Él se arrodilló junto a ella y, apoyando levemente la cabeza sobre su regazo, permaneció muy quieto. Diana, cerca de ellos, los contemplaba con una sonrisa.

—Mi querido Ronald…, mi querida hija —musitó la enferma mirándolos con ternura. Y abriendo y cerrando los párpados añadió agitada—: si supierais… lo que he soñado… ¡Qué bello sueño! Me hallaba en el jardín de una casa, a la grata sombra de un parasol, bajo un cielo purísimo, frente al mar azul…, donde unas barcas de nítido velamen se mecían graciosas. La casa era blanquísima, con un tejado rojo en el que el sol y las deshilachadas hojas de unas altas palmeras bordaban sombras de extraños dibujos. Vosotros dos… paseabais a lo lejos, sobre la fina arena de la playa… atraídos por la belleza del mar. Todo formaba una… imagen plena de armonía, de luz y de color. Y el aire sutil, tibio y perfumado…, penetraba en mi carne como un filtro de vida, dándome… fuerzas y alegría. De pronto, cerca de mí... envuelto en una aureola luminosa, vi… algo así como un bello ángel… que me mostraba, en un amplio y expresivo gesto, el cielo, el mar y la casa, mientras me decía: «Muy pronto tendrá usted un lugar digno del Paraíso» ¡Qué sueño tan delicioso! —concluyó extenuada.

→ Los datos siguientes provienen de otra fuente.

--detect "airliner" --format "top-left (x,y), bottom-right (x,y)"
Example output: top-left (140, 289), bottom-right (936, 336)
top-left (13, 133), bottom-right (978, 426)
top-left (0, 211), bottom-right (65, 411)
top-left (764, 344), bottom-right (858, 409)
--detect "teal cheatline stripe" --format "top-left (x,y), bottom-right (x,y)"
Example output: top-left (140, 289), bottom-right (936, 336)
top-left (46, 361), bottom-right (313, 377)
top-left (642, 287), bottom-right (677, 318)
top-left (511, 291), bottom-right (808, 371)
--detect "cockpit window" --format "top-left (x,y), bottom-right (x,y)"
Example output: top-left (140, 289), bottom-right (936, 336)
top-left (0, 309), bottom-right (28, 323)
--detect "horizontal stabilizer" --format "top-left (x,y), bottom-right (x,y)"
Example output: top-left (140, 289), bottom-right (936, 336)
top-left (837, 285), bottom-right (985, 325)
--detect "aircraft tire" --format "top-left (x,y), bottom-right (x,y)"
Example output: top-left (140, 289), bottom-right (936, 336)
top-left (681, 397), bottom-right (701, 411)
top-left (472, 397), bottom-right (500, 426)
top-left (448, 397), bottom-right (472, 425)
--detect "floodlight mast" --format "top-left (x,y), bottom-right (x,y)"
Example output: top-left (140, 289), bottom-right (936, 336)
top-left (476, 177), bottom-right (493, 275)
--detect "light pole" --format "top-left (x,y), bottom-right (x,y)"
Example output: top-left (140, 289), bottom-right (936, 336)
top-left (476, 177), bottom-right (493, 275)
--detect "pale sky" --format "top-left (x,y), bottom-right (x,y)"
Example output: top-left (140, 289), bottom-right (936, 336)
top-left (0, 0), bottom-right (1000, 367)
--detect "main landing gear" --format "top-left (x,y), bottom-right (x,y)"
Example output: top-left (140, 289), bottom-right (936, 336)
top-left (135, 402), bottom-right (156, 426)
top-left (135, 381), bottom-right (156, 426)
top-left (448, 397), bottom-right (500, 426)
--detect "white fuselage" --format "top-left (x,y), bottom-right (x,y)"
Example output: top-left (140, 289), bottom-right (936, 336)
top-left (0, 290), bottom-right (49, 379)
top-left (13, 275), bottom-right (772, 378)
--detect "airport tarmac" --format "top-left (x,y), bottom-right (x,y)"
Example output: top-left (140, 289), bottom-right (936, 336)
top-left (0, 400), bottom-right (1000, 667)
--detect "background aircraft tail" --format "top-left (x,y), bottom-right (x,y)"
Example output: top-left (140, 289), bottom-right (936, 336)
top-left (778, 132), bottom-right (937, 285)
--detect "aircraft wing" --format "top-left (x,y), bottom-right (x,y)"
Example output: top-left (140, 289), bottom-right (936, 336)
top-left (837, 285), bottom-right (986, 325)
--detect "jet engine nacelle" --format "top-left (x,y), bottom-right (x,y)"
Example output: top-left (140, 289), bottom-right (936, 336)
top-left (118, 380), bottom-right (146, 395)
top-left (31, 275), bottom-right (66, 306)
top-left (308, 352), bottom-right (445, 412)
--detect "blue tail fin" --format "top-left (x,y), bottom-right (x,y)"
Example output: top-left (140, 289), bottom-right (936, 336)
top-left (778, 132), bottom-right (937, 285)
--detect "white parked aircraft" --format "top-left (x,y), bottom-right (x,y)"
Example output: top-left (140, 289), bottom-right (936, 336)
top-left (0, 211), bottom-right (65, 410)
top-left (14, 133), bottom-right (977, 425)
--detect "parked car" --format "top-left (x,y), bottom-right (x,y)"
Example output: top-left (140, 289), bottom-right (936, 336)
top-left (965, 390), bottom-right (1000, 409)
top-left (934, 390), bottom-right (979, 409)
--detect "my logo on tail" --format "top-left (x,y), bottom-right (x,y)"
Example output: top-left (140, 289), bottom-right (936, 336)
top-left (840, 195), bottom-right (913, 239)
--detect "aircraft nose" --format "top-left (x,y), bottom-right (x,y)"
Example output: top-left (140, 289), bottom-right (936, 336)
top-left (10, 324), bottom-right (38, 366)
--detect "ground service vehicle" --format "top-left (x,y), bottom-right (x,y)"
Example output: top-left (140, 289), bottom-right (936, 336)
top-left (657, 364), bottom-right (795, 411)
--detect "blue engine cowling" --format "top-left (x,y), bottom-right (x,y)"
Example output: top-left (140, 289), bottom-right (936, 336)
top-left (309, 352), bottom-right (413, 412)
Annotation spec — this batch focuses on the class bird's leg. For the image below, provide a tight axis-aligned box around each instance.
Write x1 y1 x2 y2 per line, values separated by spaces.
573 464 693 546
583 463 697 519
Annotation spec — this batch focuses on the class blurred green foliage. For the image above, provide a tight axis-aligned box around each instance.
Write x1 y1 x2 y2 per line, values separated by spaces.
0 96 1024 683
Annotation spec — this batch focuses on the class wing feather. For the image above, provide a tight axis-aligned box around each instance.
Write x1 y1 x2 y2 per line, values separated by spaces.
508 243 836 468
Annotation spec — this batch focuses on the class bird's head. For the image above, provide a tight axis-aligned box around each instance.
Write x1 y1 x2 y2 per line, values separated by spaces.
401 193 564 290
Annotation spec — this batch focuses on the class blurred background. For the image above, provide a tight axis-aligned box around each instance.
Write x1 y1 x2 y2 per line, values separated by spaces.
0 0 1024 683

—Pero ¿qué dices? —replicó Ronald riendo—. ¿Sabes una cosa? No ha sido un sueño, Sara, tu paraíso existe y tú serás en él… ese hermoso ángel de tus sueños. ¡Escúchame, dentro de poco tiempo partiremos para el Mediterráneo y nos instalaremos en la Costa Azul, o en la isla de Mallorca, a la que tanto deseas conocer!

Sara juntó sus pálidas manos y abrió los ojos asombrada.

—¡Dios mío! —exclamó excitada—. ¿Entonces, has estado con mi hermano? ¿Norman ha hecho al fin… algo por ti…, por nosotros?

—Sí, antes de una semana saldré hacia París. Allí me quedaré unos días para presentar mis planos y proyectos al amigo y asociado de Norman, el barón Armand Leblanc de Benlliure, a quien es posible que mi invento le interese.

—¿Y cómo te ha recibido… sir Norman Bennett Wilson? ¿Te demostró... rencor?

—No, se mostró según su costumbre: reservado y frío, pero correcto. Hacia el final de la conversación, con tono cordial, me dijo: «¡No quisiste seguir mis consejos! Y tus investigaciones científicas te han devorado no solo el capital, sino las reservas. Muy caro, excesivamente caro ha resultado el error. Pero no veas en mis palabras reproche alguno...», naturalmente reconocí que algo de razón estaba de su parte. A continuación, le expuse mis proyectos y le mostré mis planos. Me escuchó atentamente, entre serio y sonriente. Y para probarme su confianza, me ofreció un adelanto de mil libras esterlinas...

—Que tú… no habrás aceptado…, supongo —lo cortó Sara mirándolo expectante.